Symbol of the Government of Canada

La Loi antiterroriste


MESURES VISANT À COMBATTRE LE FINANCEMENT DU TERRORISME


La Loi antiterroriste (LA) a modifié le Code criminel pour créer trois infractions relatives au financement du terrorisme. Ces modifications au Code criminel ont permis au Canada de mettre en ouvre les obligations internationales découlant de la Résolution 1373 du Conseil de sécurité des Nations Unies et la Convention Internationale sur la répression du financement du terrorisme.

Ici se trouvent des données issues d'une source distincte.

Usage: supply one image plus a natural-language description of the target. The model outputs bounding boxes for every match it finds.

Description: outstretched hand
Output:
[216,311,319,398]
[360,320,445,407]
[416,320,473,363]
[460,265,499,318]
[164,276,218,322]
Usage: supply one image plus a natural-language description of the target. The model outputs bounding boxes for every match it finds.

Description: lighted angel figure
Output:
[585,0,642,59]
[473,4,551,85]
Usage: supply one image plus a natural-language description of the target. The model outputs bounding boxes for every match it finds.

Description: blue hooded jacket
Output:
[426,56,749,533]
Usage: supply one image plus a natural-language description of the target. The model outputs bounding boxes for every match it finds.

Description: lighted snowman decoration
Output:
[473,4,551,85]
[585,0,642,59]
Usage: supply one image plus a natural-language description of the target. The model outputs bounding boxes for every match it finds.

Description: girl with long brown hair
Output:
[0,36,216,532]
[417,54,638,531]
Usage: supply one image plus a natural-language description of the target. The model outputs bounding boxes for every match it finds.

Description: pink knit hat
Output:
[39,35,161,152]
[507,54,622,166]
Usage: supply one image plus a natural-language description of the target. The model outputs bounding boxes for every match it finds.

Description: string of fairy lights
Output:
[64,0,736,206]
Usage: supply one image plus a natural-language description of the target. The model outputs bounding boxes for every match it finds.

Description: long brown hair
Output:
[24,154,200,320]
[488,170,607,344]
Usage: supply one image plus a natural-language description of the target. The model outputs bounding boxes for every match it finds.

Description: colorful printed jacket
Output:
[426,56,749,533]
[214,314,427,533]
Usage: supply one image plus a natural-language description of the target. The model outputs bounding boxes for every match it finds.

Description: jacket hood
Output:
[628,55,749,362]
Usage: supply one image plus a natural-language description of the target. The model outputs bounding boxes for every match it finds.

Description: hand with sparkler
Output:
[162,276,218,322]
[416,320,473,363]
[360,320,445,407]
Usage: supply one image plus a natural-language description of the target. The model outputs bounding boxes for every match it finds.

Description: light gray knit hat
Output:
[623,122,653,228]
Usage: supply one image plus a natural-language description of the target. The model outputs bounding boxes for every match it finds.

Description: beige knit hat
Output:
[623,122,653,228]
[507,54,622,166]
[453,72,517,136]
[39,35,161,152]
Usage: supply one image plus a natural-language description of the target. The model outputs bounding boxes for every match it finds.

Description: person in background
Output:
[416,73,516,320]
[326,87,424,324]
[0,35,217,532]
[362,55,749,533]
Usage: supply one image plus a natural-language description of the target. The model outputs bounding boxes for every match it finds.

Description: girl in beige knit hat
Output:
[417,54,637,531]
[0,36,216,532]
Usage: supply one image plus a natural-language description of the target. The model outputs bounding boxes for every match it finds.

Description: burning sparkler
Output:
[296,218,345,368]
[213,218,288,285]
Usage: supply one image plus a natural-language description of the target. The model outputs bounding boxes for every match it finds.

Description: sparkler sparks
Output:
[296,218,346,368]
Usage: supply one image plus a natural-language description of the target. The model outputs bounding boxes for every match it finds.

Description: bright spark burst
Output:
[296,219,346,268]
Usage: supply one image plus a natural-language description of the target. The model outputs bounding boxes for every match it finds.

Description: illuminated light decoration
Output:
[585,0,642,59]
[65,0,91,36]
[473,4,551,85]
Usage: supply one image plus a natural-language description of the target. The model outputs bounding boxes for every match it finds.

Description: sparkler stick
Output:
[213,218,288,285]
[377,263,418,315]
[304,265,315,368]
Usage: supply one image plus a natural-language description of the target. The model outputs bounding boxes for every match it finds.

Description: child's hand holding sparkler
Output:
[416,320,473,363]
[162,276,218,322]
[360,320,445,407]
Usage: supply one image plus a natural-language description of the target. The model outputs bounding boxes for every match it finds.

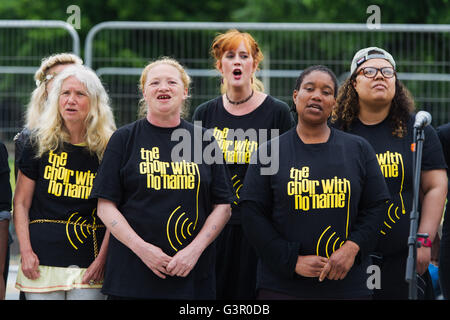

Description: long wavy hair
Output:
[211,29,264,93]
[32,65,116,160]
[138,57,191,118]
[331,71,415,138]
[25,53,83,130]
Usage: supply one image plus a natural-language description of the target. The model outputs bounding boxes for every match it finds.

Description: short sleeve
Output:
[90,131,124,205]
[211,146,237,204]
[241,144,272,207]
[0,142,12,215]
[275,101,295,135]
[19,140,39,181]
[422,126,447,170]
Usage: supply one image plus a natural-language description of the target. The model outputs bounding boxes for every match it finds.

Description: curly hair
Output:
[32,65,116,160]
[331,77,415,138]
[25,53,83,130]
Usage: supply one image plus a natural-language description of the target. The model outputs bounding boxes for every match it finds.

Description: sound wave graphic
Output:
[166,165,201,251]
[66,209,96,250]
[316,226,345,258]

Infractions relatives au financement du terrorisme prévues au Code criminel

Selon l’article 83.02, commet une infraction quiconque, directement ou non, fournit ou réunit, « délibérément et sans justification ou excuse légitime », des biens dans l’intention de les voir utiliser - ou en sachant qu’ils seront utilisés - en tout ou en partie, pour une « activité terroriste » au sens de l’alinéa 83.01a)(i) à (ix), ou fait ou omet de faire quelque chose destiné à causer la mort ou des dommages corporels graves à une personne, si l’acte (ou l’omission) est destiné à intimider la population ou à contraindre un gouvernement à accomplir ou à s’abstenir d’accomplir un acte quelconque

Selon l’article 83.03, commet une infraction quiconque, directement ou non, réunit des biens ou fournit - ou invite une autre personne à le faire - ou rend disponibles des biens ou des services financiers ou connexes :

  • soit dans l’intention de les voir utiliser - ou en sachant qu’ils seront utilisés -, en tout ou en partie, pour une activité terroriste, pour faciliter une telle activité ou pour en faire « bénéficier » une personne qui se livre à une telle activité ou la facilite;
  • soit en sachant qu’ils seront utilisés, en tout ou en partie, par un groupe terroriste ou qu’ils bénéficieront, en tout ou en partie, à celui-ci.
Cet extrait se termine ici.